No le voy a negar señora mía, que no le faltaba razón en una cosa: hay personas que sí usan las becas para tocarse sus respectivas partes genitales (y subsidios, y ayudas, y hasta la comida que se dona en Cáritas). Hay personas que llegan un año a una carrera y se van con sus 6.000 euros calientes (otras se dan cuenta de que no es su vocación y se cambian, no lo metamos todo en el mismo saco). Hay otras con dinero suficiente como para usar la beca como un extra u otras que la usan para comprarse ropa y en un mes se ven sin un céntimo . Y entre todas estas también están quienes tienen en el frigorífico una lista de todos los supermercados para ahorrar el céntimo, pero de esos nadie habla y esos siempre han existido.

Sinceramente, me parecería interesantísimo que alguien me contase cómo se ha despilfarrado ese dinero o cuantas becas frustradas han habido, pero no en forma de tragedia y someramente. Me parece estupendo que se hable de que hay gente que no aprovecha las becas e incluso hay quienes están en una carrera por pasar el rato (¿resultado de una falta de orientación previa? Quién sabe y a quién le importa, ¿no?) y que se abra debate (pensar es bueno). Pero también hay otra cara, la de los que se están yendo forzadamente, y cómo contamos muchas veces estas historias. Pues con una historia tierna, de desesperación, casi abrasiva, donde el interés humano puede llegar a cegar el problema social.

Porque aunque suene fatal a mí lo personal, me afecta, me puede herir y despierta mi empatía; pero si no hay nada más solo veo una historia, pero hay más, mucho más que contar. Ya lo dice Pilar Diezhandino: “Las cifras son frías y las historias calientes”. Y nos hemos olvidado porque preferimos contar o dar por válida una historia lacrimógena (que insisto nos va a dar me gustas en Facebook a porillo a contar el porqué se produce).

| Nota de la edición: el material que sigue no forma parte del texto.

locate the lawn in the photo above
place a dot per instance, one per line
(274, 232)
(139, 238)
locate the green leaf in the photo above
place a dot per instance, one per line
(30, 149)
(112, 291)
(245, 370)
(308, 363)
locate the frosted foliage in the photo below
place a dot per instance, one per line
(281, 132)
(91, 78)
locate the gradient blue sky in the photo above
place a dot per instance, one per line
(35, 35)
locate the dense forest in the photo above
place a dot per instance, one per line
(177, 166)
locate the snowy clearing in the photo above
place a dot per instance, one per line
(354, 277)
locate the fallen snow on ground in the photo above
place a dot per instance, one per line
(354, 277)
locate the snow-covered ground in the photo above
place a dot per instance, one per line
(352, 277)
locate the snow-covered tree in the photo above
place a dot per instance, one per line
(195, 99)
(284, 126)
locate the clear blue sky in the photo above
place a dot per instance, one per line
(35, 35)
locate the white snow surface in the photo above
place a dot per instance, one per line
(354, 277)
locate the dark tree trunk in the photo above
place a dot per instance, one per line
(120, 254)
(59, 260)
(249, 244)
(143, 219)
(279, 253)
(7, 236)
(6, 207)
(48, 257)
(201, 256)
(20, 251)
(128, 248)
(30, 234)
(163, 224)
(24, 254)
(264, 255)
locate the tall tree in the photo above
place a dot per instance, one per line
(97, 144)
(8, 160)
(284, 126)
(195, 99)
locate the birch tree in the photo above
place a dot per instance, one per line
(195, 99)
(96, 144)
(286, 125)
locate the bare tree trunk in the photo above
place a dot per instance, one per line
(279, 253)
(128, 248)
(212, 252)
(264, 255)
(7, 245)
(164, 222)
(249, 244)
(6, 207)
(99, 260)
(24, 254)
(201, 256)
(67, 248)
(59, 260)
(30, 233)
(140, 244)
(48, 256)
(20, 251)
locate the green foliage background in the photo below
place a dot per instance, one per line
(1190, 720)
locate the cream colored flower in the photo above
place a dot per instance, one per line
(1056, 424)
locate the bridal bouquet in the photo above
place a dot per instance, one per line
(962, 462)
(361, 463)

Desgraciadamente, contando las historias así conseguimos polémica. Conseguimos convertir a personas en estandartes y cegamos el problema que se esconde. Porque puedes conseguir que suelte un “rojos de mierda, me han robado” como se lee por ahí. Seguramente puedas provocar que llame “hijo de puta al ministro de turno”, pero si no me cuentas que detrás de una historia hay un problema social, entonces estás haciendo una tragedia.

Y digo tragedia porque en cierto modo esas historias, despiertan esa empatía y ese alivio de saber que en estos momentos no estás tan mal. Provocan esa catarsis, provocan esos deseos de retorcer algún cuello o de ir sacando implantes de silicona. Sin embargo, esas historias no suelen dar respuesta a un problema. Y me equivocaré para muchos, y otros hablarán de que soy un desalmado, pero a mí dame una relación de alternativas a la beca pública junto a esa historia, que las hay (porque hay gente que aunque pueda pagarse una carrera no puede afrontar una formación complementaria, no puede hacer un Erasmus o aprender idiomas ahora que nos toca coger la maleta).

A mí háblame de los fundamentos que garantizan la educación y cuales están siendo vulnerados. También te leeré con gusto que me hables de los precios de algunas privadas que equivalen a tres años de salario de nuestros padres, al menos del mío.  Cuéntame otras alternativas al sistema de beca para evitar “que me pongan tetas o que deje la carrera entre lágrimas”, abre el debate y da voz a nuevas alternativas (manda a tomar por saco el teletipo y coge el teléfono). Pero, por favor, no me hagas llorar, porque estudiando Periodismo, con las noticias de EREs y ejemplos así, ya tengo motivos.

Por todo esto, hoy más que nunca debemos revisar si queremos escribir tragedias (entonces te has equivocado de carrera y más si lo haces en un medio nacional) o si quieres prestar un servicio público, hacer periodismo, entonces avísame que te lea.